Les reparties de Nina p. 30

14- Sur le manuscrit Izambard, la pièce est intitulée « Ce qui retient Nina » et datée du 15 août 1870. Elle fut donc vraisemblablement jointe à la lettre que Rimbaud envoya le 25 août à son professeur. Nous indiquons en notes de bas de page les quatrains supplémentaires de cette version.

v. 44 – Au Noisetier  : l’expression étant soulignée sur le manuscrit, elle indique sans doute le titre réel d’un andante. Le manuscrit Izambard donne à la place « Joli portier », qui se rapporte au mot « oiseau » et semble de moins bonne venue.

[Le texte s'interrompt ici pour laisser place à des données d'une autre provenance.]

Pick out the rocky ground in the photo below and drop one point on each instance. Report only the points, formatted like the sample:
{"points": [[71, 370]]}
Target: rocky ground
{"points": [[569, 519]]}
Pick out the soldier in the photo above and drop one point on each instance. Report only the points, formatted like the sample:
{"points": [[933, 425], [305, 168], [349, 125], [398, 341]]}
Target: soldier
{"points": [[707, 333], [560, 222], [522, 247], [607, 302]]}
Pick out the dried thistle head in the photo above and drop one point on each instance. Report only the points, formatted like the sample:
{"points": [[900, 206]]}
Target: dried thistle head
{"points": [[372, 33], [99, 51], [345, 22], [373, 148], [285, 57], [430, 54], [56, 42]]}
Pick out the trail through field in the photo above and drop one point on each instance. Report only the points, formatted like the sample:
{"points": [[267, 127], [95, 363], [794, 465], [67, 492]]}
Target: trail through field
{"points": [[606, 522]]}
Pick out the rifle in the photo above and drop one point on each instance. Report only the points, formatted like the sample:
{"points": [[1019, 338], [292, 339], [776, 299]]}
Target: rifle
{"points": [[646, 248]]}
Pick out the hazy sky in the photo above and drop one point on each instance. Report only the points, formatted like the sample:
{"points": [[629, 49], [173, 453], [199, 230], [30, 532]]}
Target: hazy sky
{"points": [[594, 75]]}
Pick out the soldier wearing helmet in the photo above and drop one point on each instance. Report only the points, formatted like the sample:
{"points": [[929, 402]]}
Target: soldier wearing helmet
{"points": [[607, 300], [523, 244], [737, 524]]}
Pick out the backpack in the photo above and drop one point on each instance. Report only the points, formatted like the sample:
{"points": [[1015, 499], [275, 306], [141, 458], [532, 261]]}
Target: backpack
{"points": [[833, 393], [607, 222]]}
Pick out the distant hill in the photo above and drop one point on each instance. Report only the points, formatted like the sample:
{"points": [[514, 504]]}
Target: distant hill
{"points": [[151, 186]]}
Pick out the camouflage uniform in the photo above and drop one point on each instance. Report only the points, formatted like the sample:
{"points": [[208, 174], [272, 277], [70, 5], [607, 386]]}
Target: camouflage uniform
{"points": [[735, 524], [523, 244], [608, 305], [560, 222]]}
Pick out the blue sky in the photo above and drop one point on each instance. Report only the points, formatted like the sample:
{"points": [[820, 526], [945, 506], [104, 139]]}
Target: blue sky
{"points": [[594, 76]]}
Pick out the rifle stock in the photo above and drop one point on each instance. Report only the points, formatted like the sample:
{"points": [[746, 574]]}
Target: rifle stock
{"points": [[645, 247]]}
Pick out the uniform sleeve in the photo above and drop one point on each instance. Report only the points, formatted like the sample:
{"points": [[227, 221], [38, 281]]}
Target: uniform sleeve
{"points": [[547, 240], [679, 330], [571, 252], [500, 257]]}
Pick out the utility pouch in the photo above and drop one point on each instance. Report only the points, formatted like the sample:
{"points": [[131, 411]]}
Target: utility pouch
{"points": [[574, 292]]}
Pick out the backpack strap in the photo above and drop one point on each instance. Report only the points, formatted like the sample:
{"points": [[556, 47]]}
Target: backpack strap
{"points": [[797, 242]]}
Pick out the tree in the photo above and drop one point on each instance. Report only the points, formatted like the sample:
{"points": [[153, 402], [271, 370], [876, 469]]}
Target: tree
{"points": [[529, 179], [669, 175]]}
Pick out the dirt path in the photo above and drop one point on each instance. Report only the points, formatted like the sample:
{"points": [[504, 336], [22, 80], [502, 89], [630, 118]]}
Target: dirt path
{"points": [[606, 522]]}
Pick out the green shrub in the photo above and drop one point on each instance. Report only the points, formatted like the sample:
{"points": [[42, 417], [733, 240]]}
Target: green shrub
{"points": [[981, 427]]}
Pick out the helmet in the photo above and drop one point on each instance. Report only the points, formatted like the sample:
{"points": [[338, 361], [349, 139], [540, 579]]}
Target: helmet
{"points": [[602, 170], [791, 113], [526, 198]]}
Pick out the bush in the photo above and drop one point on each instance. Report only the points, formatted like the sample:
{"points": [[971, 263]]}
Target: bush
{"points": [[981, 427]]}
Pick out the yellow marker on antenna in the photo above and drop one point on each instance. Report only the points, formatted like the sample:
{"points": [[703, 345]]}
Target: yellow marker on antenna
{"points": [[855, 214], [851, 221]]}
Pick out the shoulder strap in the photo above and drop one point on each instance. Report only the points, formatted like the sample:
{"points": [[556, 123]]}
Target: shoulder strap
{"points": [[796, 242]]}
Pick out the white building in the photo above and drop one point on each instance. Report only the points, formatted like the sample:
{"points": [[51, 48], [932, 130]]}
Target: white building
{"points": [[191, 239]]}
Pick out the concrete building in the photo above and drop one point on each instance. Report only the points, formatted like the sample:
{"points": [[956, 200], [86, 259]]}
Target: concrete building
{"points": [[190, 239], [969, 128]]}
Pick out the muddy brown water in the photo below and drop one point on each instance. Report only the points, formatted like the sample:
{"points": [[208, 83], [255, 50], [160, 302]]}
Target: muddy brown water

v. 87 – Le feu qui claire  : le feu qui éclaire. « Clairer » semble un néologisme, peut-être un ardennisme.

v. 108 – Et mon bureau ? (Le ms. Izambard donne « Mais le bureau ? »). C’est la seule réplique de Nina dans le poème.

Vénus Anadyomène p. 34

15- La description n’est pas simplement réaliste. Elle détruit l’image convenue de la femme et, partant, de la Muse, inspiratrice de « la belle poésie ». Rimbaud, cependant, s’était donné un modèle ; il avait emprunté certains éléments de son « tableau » au poème d’Albert Glatigny : « Les Antres malsains » (appartenant au recueil Les Vignes folles, 1857). Décrivant les pensionnaires de ces « antres », Glatigny parlait d’une fille « aux énormes appas » et portant un tatouage au bras avec ces « mots au poinçon gravés : PIERRE ET LOLOTTE ».

Anadyomène  : du grec anaduoméné, qui sort du bain. Surnom donné à Vénus née de l’écume.

v. 2 – Réminiscence d’un vers de Glatigny : « Qui baise ses cheveux fortement pommadés. »

v. 4 – des déficits  : au sens de défauts.

v. 12 – Clara Venus  : l’illustre Vénus. Ces mots latins rendent cette femme d’autant plus dérisoire et forment légende au tableau.

« Morts de Quatre-vingt-douze et de Quatre-vingt-treize » p. 35

16- Malgré l’indication finale, ce sonnet daterait, selon G. Izambard, du dimanche 17 juillet 1870. Il était alors intitulé « Aux morts de Valmy ». Le prétexte en était un article publié dans Le Pays (journal bonapartiste) du 16 juillet et signé Paul de Cassagnac. Cassagnac défendait la guerre contre la Prusse en invoquant le courage des sans-culottes.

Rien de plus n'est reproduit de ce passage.